Re: [PATCH] x86/tsc: Add option to force HW timer based recalibration

From: Thomas Gleixner
Date: Mon May 09 2022 - 09:03:32 EST


Feng,

On Mon, May 09 2022 at 19:22, Feng Tang wrote:
> On Mon, May 09, 2022 at 12:01:42PM +0200, Thomas Gleixner wrote:
>> > This option is more like a way to double-check the correctness of
>> > tsc-freq got from MSR/CPUID(0x15).
>>
>> If at all it's a workaround for the inability and ignorance of firmware
>> people. The crystal frequency and the TSC/crystal ratio _are_ known to
>> the system designer and firmware people. It's really not asked too much
>> to put the correct values into CPUID(0x15) and have proper quality
>> control to ensure the correctness.
>>
>> The whole argument about early firmware and pre-production hardware is
>> bogus. It's 2022 and we are debating this problem for more than a decade
>> now and still hardware and firmware people think they can do what they
>> want and it all can be "fixed" in software. It's not rocket science to
>> get this straight.
>
> I completely understand it, as we've also suffered a lot from such
> problems. This patch doesn't change any current work flow, and it simply
> calibrates and prints out the freq info (warn if there is big deviation).
> It acctually provides SW guys a quick way to argue with HW/FW people:
> "See! You've given us a wrong number, please fix it", otherwise I heard
> there was customer long ago who used atomic clock to prove the
> deviation.

Then please say clearly in the changelog what this is about.

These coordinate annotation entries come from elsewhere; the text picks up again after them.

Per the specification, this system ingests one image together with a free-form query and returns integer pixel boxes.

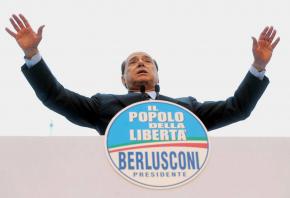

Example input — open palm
[6,14,44,57]
[252,27,280,71]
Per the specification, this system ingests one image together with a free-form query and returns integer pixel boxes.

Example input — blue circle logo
[105,100,209,189]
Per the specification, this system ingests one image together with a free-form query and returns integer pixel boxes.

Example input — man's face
[122,52,159,91]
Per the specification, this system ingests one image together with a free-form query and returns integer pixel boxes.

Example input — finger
[19,14,30,28]
[5,28,16,38]
[265,26,273,40]
[269,30,276,43]
[252,36,258,50]
[37,25,45,37]
[9,18,20,32]
[271,37,280,50]
[259,26,269,40]
[12,14,25,29]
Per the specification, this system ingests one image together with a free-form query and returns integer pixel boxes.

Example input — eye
[145,59,152,63]
[129,60,137,65]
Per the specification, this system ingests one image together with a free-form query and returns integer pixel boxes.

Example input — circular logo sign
[105,100,209,189]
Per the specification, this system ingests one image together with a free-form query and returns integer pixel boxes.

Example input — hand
[5,14,44,59]
[252,26,280,71]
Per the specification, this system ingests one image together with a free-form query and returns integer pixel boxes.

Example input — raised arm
[191,27,280,130]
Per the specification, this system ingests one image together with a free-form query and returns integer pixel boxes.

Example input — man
[6,14,280,135]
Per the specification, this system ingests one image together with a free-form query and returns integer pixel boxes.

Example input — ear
[121,75,128,88]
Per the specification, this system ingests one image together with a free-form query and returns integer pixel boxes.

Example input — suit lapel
[114,93,143,107]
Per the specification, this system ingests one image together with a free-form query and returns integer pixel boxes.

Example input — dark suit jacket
[21,59,269,135]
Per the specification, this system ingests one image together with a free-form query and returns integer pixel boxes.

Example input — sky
[0,0,290,137]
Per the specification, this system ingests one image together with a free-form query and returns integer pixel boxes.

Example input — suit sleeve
[21,59,100,128]
[190,72,269,130]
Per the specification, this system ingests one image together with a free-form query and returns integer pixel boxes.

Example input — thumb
[252,36,258,49]
[37,25,45,37]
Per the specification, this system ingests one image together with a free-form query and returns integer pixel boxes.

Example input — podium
[0,136,290,198]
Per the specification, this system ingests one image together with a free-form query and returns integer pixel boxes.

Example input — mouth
[137,69,148,75]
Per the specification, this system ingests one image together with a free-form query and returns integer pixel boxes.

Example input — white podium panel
[0,137,290,198]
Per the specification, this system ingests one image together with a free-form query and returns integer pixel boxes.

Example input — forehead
[127,52,151,61]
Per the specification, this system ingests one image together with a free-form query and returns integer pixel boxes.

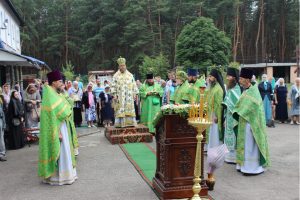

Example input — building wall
[290,66,297,83]
[0,0,21,54]
[267,67,273,77]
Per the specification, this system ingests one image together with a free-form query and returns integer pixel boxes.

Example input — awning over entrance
[0,49,50,69]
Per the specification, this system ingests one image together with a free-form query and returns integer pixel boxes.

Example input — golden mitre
[117,56,126,65]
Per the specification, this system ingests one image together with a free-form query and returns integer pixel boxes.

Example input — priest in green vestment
[174,71,189,104]
[140,74,164,133]
[223,66,241,163]
[38,71,77,185]
[195,75,206,88]
[59,85,81,156]
[233,68,270,175]
[206,68,225,148]
[206,68,225,190]
[182,68,200,104]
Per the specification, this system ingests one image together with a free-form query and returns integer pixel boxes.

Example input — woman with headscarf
[258,74,275,127]
[289,77,300,124]
[2,83,10,110]
[82,83,97,128]
[99,85,114,127]
[7,91,25,149]
[68,81,82,127]
[0,88,6,162]
[24,84,41,128]
[274,78,288,123]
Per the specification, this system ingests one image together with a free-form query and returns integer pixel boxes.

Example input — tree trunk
[65,1,69,64]
[173,0,182,66]
[147,0,156,50]
[279,1,286,62]
[157,0,162,53]
[233,4,240,62]
[261,1,268,63]
[255,0,264,63]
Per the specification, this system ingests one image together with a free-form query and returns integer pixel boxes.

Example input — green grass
[123,143,156,182]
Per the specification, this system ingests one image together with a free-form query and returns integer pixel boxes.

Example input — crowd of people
[0,58,300,184]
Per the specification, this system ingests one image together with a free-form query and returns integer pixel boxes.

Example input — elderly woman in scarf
[274,78,288,123]
[24,84,41,128]
[2,83,10,109]
[82,83,96,128]
[0,88,6,162]
[289,77,300,124]
[68,81,82,127]
[7,90,25,149]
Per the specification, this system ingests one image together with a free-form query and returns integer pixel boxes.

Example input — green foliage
[139,54,170,79]
[176,17,231,70]
[12,0,299,74]
[228,62,241,70]
[62,61,75,81]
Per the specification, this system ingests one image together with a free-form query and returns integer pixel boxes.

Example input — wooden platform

"Currently when HW provides the tsc freq info through MSR or
CPUID(0x15), the info will be taken as the 'best guess', and kernel
will set the X86_FEATURE_TSC_KNOWN_FREQ flag and skip the HW timer
based recalibration, which works pretty well.

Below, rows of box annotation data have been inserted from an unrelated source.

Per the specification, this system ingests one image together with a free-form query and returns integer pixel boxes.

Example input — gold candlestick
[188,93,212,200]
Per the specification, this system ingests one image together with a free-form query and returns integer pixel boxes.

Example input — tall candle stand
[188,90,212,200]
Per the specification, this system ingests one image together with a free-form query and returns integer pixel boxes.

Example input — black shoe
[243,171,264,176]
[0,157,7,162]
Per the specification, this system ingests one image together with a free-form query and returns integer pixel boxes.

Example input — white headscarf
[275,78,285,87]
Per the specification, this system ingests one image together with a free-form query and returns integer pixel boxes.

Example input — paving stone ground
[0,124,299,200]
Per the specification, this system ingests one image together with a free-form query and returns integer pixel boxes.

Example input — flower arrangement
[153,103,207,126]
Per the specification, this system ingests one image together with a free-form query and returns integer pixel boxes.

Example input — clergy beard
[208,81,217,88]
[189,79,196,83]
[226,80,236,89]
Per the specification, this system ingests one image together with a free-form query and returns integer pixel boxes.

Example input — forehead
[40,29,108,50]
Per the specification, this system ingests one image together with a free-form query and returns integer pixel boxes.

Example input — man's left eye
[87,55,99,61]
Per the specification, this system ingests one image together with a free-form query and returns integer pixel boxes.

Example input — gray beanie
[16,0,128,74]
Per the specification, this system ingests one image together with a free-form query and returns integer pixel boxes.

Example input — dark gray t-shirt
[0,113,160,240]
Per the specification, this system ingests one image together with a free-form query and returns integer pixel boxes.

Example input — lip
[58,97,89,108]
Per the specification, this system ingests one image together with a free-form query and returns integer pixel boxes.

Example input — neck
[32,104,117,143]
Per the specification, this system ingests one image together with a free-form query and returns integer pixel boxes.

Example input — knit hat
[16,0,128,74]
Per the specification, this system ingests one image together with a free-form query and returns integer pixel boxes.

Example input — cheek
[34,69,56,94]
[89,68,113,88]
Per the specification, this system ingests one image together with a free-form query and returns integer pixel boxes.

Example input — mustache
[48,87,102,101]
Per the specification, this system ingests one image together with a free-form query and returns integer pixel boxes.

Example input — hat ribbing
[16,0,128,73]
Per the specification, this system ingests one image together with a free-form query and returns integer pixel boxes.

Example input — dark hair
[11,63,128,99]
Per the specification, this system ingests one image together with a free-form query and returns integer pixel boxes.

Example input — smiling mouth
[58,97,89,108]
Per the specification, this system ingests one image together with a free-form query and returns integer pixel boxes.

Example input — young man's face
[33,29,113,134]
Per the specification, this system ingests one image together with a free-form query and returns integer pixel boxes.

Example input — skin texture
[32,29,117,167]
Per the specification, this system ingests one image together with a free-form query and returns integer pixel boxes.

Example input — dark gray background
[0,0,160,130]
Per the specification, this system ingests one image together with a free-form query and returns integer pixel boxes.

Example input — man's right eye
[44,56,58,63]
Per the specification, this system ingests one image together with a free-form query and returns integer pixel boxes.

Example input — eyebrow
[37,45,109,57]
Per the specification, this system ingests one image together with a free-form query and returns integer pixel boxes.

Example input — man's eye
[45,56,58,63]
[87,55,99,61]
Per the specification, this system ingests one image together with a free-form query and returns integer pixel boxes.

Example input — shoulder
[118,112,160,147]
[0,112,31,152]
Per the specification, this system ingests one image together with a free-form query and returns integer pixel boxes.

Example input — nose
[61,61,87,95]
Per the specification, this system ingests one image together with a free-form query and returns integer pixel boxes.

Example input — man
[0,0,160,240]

And there is still very few corner case that the freq info is not
accurate enough will small deviation from the actual value, like on
a product with early version (fix needed) of firmware or some
pre-production hardware.

Add..."

versus:

"The kernel assumes that the TSC frequency which is provided by the
hardware / firmware via MSRs or CPUID(0x15) is correct after applying
a few basic consistency checks. This disables the TSC recalibration
against HPET or PM timer.

As a result there is no mechanism to validate that frequency in cases
where a firmware or hardware defect is suspected.

Add..."

Can you spot the difference in intention? The first one sounds like:

We need to tolerate the hardware/firmware induced crap.

The second one says:

Provide a mechanism to validate because we cannot trust hardware /
firmware.

Hmm?

>> Aside of that HPET has become unrealiable and PM timer is not guaranteed
>> to be there either. So we really do not need a mechanism to enforce
>> recalibration against something which is not guaranteed to provide
>> sensible information.
>
> Correct. The HPET on new client platforms turn to be disabled for the
> PC10 issue, though it's fine on server platforms where tsc accuracy is
> more important.

TSC accuracy is important in any case. Why would it be more important on
server platforms? Just because?

> Also even for the disabled HPET case, I remembered that you've once
> suggested to leverage its capability for calibration, and only disable
> it before cpu idle framework really starts :)

Correct, but that would only be valid for early boot calibration and not
accross the recalibration.

That's why we ended up disabling HPET early in case of PC10. See
hpet_is_pc10_damaged().

Thanks,

tglx